Болит не тело — болит сознание. И единственное, что может эту боль не ослабить даже, но лишь отчасти заслонить — воспоминания о том, что ей предшествовало, а значит послужило косвенной или прямой причиной. Их, воспоминания эти, невозможно призвать произвольно — они просто приходят. Или не приходят — и тогда неприглушенное страдание способно опрокинуть ум в черное Ничто, из которого нет возврата. Однако такое все же случается редко, иначе настоящие, изначальные трутни давно бы перевелись — к вещей радости ушедших в добровольное рабство прогресса страт — но этому не бывать.
Какая боль!
Тесная, темная комната, в которую почти никто никогда не заходит.
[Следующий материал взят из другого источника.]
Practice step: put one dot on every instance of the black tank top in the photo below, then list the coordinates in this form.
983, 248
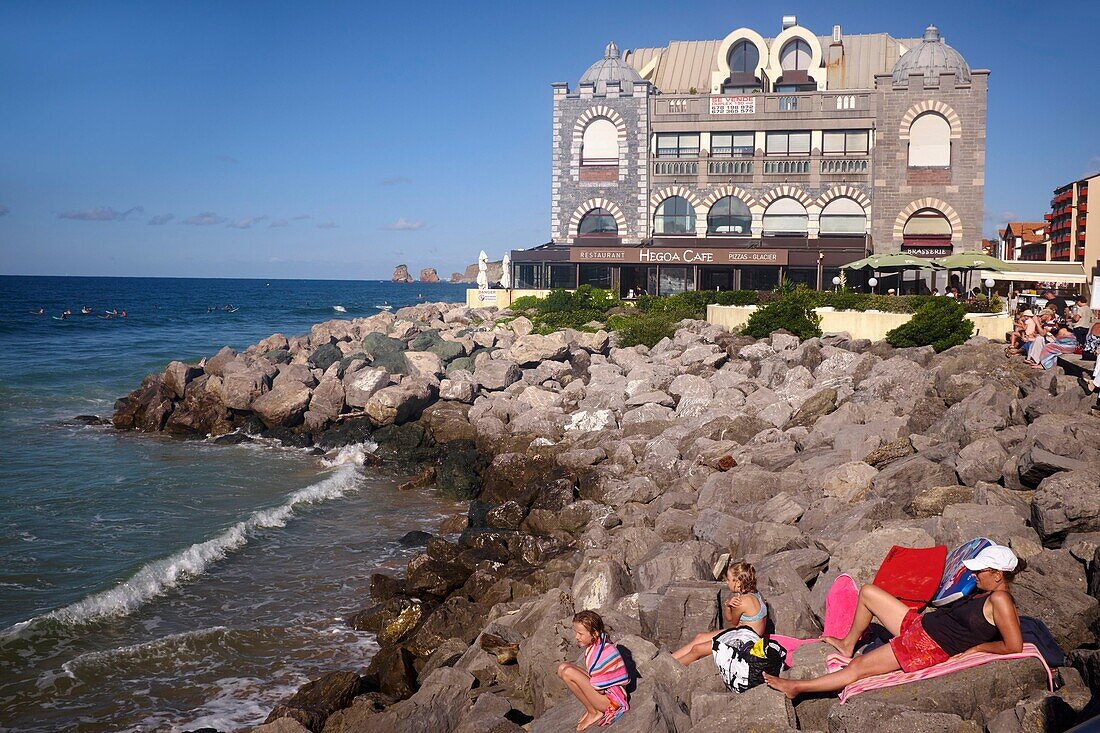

Он в личине маленького, усталого человечка по имени Тхирасак Тамсатчанан. На нем выцветшая, давно не стираная полицейская форма — пришлось потрудиться, чтобы снять ее с трупа прежнего хозяина, не повредив.
Он открывает дверь и выглядывает наружу: время выбрано верно, в коридоре нет никого, кроме высокого, но сутулого юноши, направляющегося к лестнице.
— Кхун Константин! — окликает он ничего не подозревающую жертву.
— Ну, что еще? — недовольно оборачивается юноша.